Saat aku menyaksikan pemandangan itu, aku langsung berlari ke arahnya dan nyaris tidak berhasil menangkapnya sebelum dia jatuh ke tanah.
“…Batuk.”
“Arghh!”
Aku memeluknya dan berguling-guling di tanah. Mungkin karena kelelahan dan luka fatal yang diderita di sekujur tubuhku, refleksku menjadi tumpul.
『Target Ditemukan… Musnahkan…』
“…Bajingan golem gila.”
Golem itu, yang sedang menatap kami, berjalan dengan berat badannya mendekati kami, dan aku meluruskan pedangku sambil mengumpat.
“K-Kita harus lari… kau… tidak bisa mengalahkan itu…!”
“……..”
Sementara itu, Irina berteriak dengan tergesa-gesa.
Yah, aku bisa mengerti mengapa Irina berteriak seperti itu.
Golem itulah yang menghancurkan Akademi Matahari Terbit dan memberikan pukulan fatal kepada Isolet… itu adalah senjata strategis pasukan Raja Iblis.

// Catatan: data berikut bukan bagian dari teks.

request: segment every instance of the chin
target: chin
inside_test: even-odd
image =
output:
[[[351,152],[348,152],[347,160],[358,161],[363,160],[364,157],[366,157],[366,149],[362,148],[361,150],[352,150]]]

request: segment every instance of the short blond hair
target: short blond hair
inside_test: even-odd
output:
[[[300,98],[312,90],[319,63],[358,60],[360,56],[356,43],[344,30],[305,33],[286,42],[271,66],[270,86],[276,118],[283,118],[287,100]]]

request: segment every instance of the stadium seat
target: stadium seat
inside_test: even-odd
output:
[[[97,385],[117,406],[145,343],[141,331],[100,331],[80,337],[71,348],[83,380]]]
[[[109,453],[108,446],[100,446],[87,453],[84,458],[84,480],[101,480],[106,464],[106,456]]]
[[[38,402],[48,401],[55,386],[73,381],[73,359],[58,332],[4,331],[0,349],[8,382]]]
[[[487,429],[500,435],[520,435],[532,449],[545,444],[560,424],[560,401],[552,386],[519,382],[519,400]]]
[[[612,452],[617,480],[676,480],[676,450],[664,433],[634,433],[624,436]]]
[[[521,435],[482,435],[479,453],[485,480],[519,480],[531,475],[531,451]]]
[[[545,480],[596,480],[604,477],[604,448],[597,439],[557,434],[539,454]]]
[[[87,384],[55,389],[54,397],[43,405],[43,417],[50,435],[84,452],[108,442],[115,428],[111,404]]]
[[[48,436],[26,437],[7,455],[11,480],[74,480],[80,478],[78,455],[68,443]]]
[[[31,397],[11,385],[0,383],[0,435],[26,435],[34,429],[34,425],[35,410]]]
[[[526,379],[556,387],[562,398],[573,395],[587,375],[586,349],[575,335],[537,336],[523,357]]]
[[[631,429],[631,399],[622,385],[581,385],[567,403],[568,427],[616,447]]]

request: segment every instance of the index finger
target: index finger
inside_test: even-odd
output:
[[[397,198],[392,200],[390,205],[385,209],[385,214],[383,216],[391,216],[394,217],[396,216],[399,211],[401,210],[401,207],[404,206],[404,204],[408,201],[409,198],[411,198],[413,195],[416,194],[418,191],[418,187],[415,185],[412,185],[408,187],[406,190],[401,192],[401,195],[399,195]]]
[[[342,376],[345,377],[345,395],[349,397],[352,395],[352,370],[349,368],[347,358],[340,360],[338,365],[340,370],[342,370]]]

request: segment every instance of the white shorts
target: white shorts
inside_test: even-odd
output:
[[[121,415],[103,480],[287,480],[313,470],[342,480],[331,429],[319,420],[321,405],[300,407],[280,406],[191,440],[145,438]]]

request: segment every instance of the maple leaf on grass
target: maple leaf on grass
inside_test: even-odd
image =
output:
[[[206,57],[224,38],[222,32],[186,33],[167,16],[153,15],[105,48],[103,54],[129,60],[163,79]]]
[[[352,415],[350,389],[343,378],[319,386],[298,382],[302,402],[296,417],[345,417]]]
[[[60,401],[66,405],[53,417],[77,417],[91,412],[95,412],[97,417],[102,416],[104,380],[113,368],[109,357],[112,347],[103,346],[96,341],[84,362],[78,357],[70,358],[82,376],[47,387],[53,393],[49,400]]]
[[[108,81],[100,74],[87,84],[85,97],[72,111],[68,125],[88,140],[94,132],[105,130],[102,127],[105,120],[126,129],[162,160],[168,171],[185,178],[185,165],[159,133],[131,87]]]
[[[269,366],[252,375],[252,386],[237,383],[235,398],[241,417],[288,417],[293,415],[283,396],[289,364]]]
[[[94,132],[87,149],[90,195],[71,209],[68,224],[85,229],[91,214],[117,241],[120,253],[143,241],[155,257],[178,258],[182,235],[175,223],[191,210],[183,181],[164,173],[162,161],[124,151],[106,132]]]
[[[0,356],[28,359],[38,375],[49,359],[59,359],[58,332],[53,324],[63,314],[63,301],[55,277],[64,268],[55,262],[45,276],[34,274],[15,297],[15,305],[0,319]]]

Dalam alur waktu sebelumnya, karena statusnya yang sangat besar, dibutuhkan setengah hari untuk menaklukkannya, bahkan setelah semua Ksatria Kekaisaran dikerahkan.
*– Gedebuk… Gedebuk…*
“Li…ana…?”
Namun, sekarang bukanlah waktu untuk mengkhawatirkan hal itu.
Apa pun yang terjadi, aku harus melawan golem terkutuk itu di sini, sekarang juga.
Sekarang setelah Golem diaktifkan, ia akan mengejar kita hingga ke ujung dunia.
Jadi, meskipun kita melarikan diri dari hutan ini, hutan ini tetap akan menjadi ancaman maut, dan meskipun kita berhasil bersembunyi, desa-desa di sekitarnya tetap akan berada dalam bahaya.
Karena ‘Hutan Abu’ terletak di pinggiran Kekaisaran, dibutuhkan beberapa hari bagi para ksatria untuk dikirim ke sini guna menundukkan golem itu, dan jika golem itu menuju ke desa terdekat… aku bahkan tidak bisa membayangkan berapa banyak kerusakan yang akan ditimbulkannya terhadap nyawa dan harta benda.
“…Huff.”
“Tunggu, apa kau akan berkelahi?”
“Nona Irina… Larilah…”
Dan itu akan menjadi masalah besar jika Irina meninggal.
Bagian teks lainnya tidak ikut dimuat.